Temporarily Displaced Persons (TDP) Returns

In KPMD, improvements in the security situation has seen the return of most of the displaced families and as of June 30, 2019, only 16,780 families remain temporarily displaced. The improvement of the security situation has seen a shift towards longer-term recovery and development programming. Nevertheless, as this has historically been a neglected region, social indicators remain poor as compared to the national average. According to the National Nutrition Survey (NNS) 2018 results, 48.3 per cent children under the age of 5 are stunted and 23.1 per cent wasted in newly merged districts, whereas the national average for wasting is 17.7 per cent and stunting stands at 40.2 per cent. The cluster system will be phased out by end December 2019, after which government led response will be used to continue providing residual support through sectoral coordination as required.
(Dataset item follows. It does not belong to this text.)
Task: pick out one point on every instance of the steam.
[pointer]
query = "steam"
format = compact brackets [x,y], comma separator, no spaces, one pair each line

Since the HIV outbreak in Larkana district, Sindh in April 2019, 37,526 people have been screened for HIV, with 1,198 (3%) people testing positively. 80 per cent among the people who tested positive are children under 16, and more than half are children aged two to five years old. WHO declared this outbreak as a ‘Grade 2’ emergency as per its Emergency Response Framework. Investigation of the outbreak by WHO revealed that re-use of needles contributed to the outbreak.


On September 24, 2019, an earthquake measuring 5.8 on the Richter scale struck the districts of Mirpur and Bhimber in Pakistan Administered Kashmir (PAK) and the district Jhelum in Punjab affecting around 500,000 people. The worst affected areas include Jattlan, Pulmanda, Afzalpur and Mirpur city. The earthquake resulted in 39 deaths, 746 people injured and damage to more than 7,450 houses, government buildings and schools, of which around two thirds were completely damaged.